Data Flow Architecture¶

This document traces the complete journey of data through the Quantum Pipeline - from molecule specification to ML-ready features in Apache Iceberg tables.

Overview¶

The Quantum Pipeline implements a multi-stage data processing architecture that transforms quantum simulation results into structured analytics data:

graph TB
    INPUT[Molecule JSON] --> VQE[VQE Simulation]
    VQE --> STREAM[Kafka Streaming]
    STREAM --> KC[Kafka Connect]
    KC --> MINIO[MinIO Storage]
    MINIO --> SPARK[Spark Processing]
    SPARK --> ICEBERG[Iceberg Tables]

    subgraph "Stage 1: Quantum Simulation"
        VQE
    end

    subgraph "Stage 2: Real-time Streaming"
        STREAM
        KC
    end

    subgraph "Stage 3: Batch Processing"
        SPARK
    end

    subgraph "Stage 4: Analytics Storage"
        ICEBERG
        MINIO
    end

    style VQE fill:#c5cae9,color:#1a237e
    style STREAM fill:#ffe082,color:#000
    style KC fill:#ffe082,color:#000
    style SPARK fill:#a5d6a7,color:#1b5e20
    style ICEBERG fill:#b39ddb,color:#311b92

Hold "Alt" / "Option" to enable pan & zoom

Stage 1: Quantum Simulation¶

Input: Molecule Specification¶

VQE simulations begin with molecule data in JSON format:

{
    "symbols": ["H", "H"],
    "coords": [[0.0, 0.0, 0.0], [0.0, 0.0, 0.74]],
    "multiplicity": 1,
    "charge": 0,
    "units": "angstrom"
}

Processing Pipeline¶

The simulation follows a structured workflow orchestrated by VQERunner.run():

sequenceDiagram
    participant CLI as CLI/API
    participant Runner as VQERunner
    participant Loader as load_molecule()
    participant Driver as PySCFDriver
    participant Mapper as JordanWignerMapper
    participant Solver as VQESolver
    participant Backend as Qiskit Backend

    CLI->>Runner: run()
    Runner->>Loader: load_molecule(filepath)
    Loader->>Loader: Validate & parse JSON
    Loader-->>Runner: list[MoleculeInfo]

    loop For each molecule
        Runner->>Driver: PySCFDriver.from_molecule(mol, basis)
        Driver->>Driver: PySCF orbital calculation
        Driver-->>Runner: ElectronicStructureProblem

        Runner->>Mapper: JordanWignerMapper().map(second_q_op)
        Mapper-->>Runner: SparsePauliOp

        Runner->>Solver: VQESolver(qubit_op, ...).solve()
        Solver->>Solver: Build EfficientSU2 ansatz
        loop Until convergence
            Solver->>Backend: EstimatorV2.run()
            Backend-->>Solver: Energy estimate + std
        end
        Solver-->>Runner: VQEResult
    end

Hold "Alt" / "Option" to enable pan & zoom

Simulation Phases¶

Phase 1: Molecule Loading¶

Source: quantum_pipeline/drivers/molecule_loader.py

Loads JSON, validates required fields (symbols, coords)
Creates MoleculeInfo objects (from qiskit_nature.second_q.formats.molecule_info)
Defaults: multiplicity=1, charge=0, units=angstrom

Note

MoleculeInfo is imported from qiskit_nature, not defined in this project.

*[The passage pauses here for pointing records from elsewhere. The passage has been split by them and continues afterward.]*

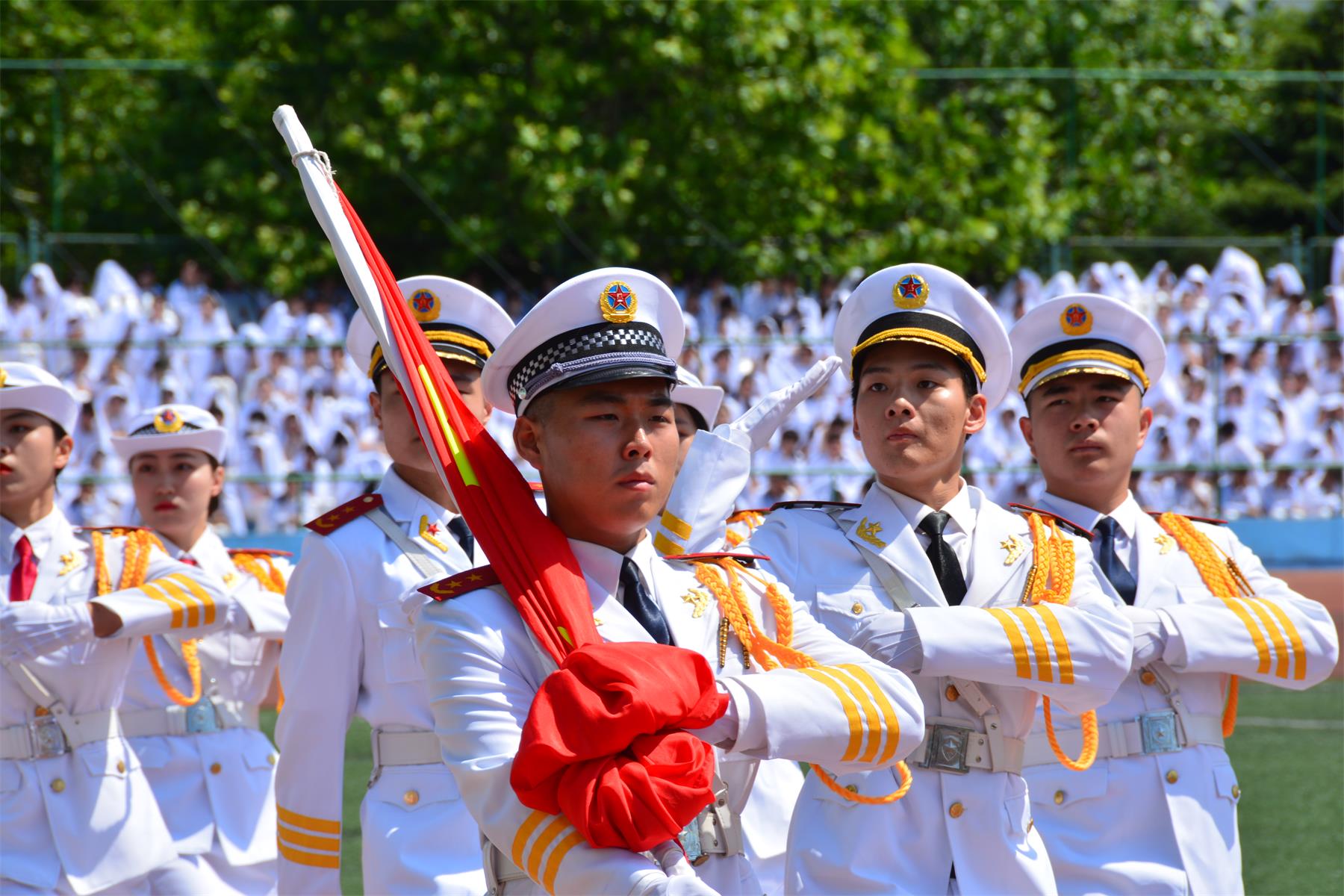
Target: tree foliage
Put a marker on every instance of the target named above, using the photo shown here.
(517, 141)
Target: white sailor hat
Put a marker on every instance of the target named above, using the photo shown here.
(1086, 334)
(700, 398)
(27, 388)
(930, 305)
(171, 426)
(609, 324)
(460, 321)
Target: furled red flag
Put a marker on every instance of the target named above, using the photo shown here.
(605, 741)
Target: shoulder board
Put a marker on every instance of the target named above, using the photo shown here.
(1192, 519)
(336, 517)
(460, 583)
(709, 556)
(1068, 524)
(806, 505)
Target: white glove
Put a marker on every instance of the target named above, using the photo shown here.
(759, 425)
(1149, 635)
(30, 629)
(892, 638)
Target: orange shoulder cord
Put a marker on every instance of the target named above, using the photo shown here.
(1053, 561)
(136, 563)
(261, 567)
(772, 655)
(1222, 578)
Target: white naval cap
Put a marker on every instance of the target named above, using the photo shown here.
(171, 426)
(930, 305)
(460, 321)
(1086, 334)
(700, 398)
(609, 324)
(27, 388)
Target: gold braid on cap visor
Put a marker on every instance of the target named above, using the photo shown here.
(1085, 355)
(441, 336)
(927, 337)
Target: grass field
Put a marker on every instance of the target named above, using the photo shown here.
(1289, 756)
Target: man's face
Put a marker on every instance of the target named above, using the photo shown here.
(399, 435)
(608, 454)
(30, 454)
(913, 414)
(174, 487)
(1086, 428)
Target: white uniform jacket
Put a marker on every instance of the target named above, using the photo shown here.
(349, 652)
(87, 815)
(218, 782)
(977, 822)
(1166, 822)
(484, 669)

Phase 2: Hamiltonian Construction¶

Source: quantum_pipeline/runners/vqe_runner.py

PySCFDriver.from_molecule() performs molecular orbital calculation
second_q_ops()[0] produces the second-quantized fermionic operator
JordanWignerMapper().map() transforms to qubit operator (SparsePauliOp)

Phase 3: Ansatz Creation¶

Source: quantum_pipeline/solvers/vqe_solver.py

Uses EfficientSU2 ansatz (not UCCSD) from qiskit.circuit.library
Configurable repetitions via ansatz_reps parameter
Random initial parameters: 2 * pi * random(num_parameters)

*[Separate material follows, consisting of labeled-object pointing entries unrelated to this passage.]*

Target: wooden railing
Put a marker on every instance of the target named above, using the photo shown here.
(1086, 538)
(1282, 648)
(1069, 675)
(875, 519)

Phase 4: VQE Optimization¶

Source: quantum_pipeline/solvers/vqe_solver.py

Uses scipy.optimize.minimize with configurable optimizer (default: COBYLA)
EstimatorV2 from qiskit_ibm_runtime estimates expectation values
Each iteration records: iteration number, parameters, energy, std deviation
Supports convergence threshold and max iteration limits

Output: VQEDecoratedResult¶

Source: quantum_pipeline/structures/vqe_observation.py

Complete simulation results wrapped in a structured dataclass:

@dataclass
class VQEDecoratedResult:
    vqe_result: VQEResult
    molecule: MoleculeInfo
    basis_set: str
    hamiltonian_time: np.float64
    mapping_time: np.float64
    vqe_time: np.float64
    total_time: np.float64
    molecule_id: int
    performance_start: dict | None = None  # Optional system metrics snapshot
    performance_end: dict | None = None    # Optional system metrics snapshot

The nested VQEResult contains:

@dataclass
class VQEResult:
    initial_data: VQEInitialData  # backend, num_qubits, hamiltonian, ansatz, etc.
    iteration_list: list[VQEProcess]  # per-iteration energy + parameters
    minimum: np.float64
    optimal_parameters: np.ndarray
    maxcv: np.float64 | None
    minimization_time: np.float64

Stage 2: Real-time Streaming¶

Kafka Producer Integration¶

When --kafka flag is enabled, results stream to Apache Kafka immediately after each VQE run completes.

sequenceDiagram
    participant VQE as VQE Runner
    participant Cache as Schema Cache
    participant Registry as Schema Registry
    participant Serializer as Avro Serializer
    participant Producer as Kafka Producer
    participant Broker as Kafka Broker

    VQE->>Cache: Request schema
    alt Schema cached
        Cache-->>VQE: Return schema
    else Cache miss
        Cache->>Registry: Fetch schema
        Registry-->>Cache: Schema definition
        Cache-->>VQE: Return schema
    end

    VQE->>Serializer: Serialize result
    Serializer->>Serializer: Convert to Avro
    Serializer->>Serializer: Add wire format header
    Serializer-->>VQE: Binary payload

    VQE->>Producer: Send message
    Producer->>Broker: Publish to topic
    Broker-->>Producer: Acknowledgment
    Producer-->>VQE: Success

Hold "Alt" / "Option" to enable pan & zoom

Topic Naming Strategy¶

Each simulation produces a unique topic based on simulation parameters.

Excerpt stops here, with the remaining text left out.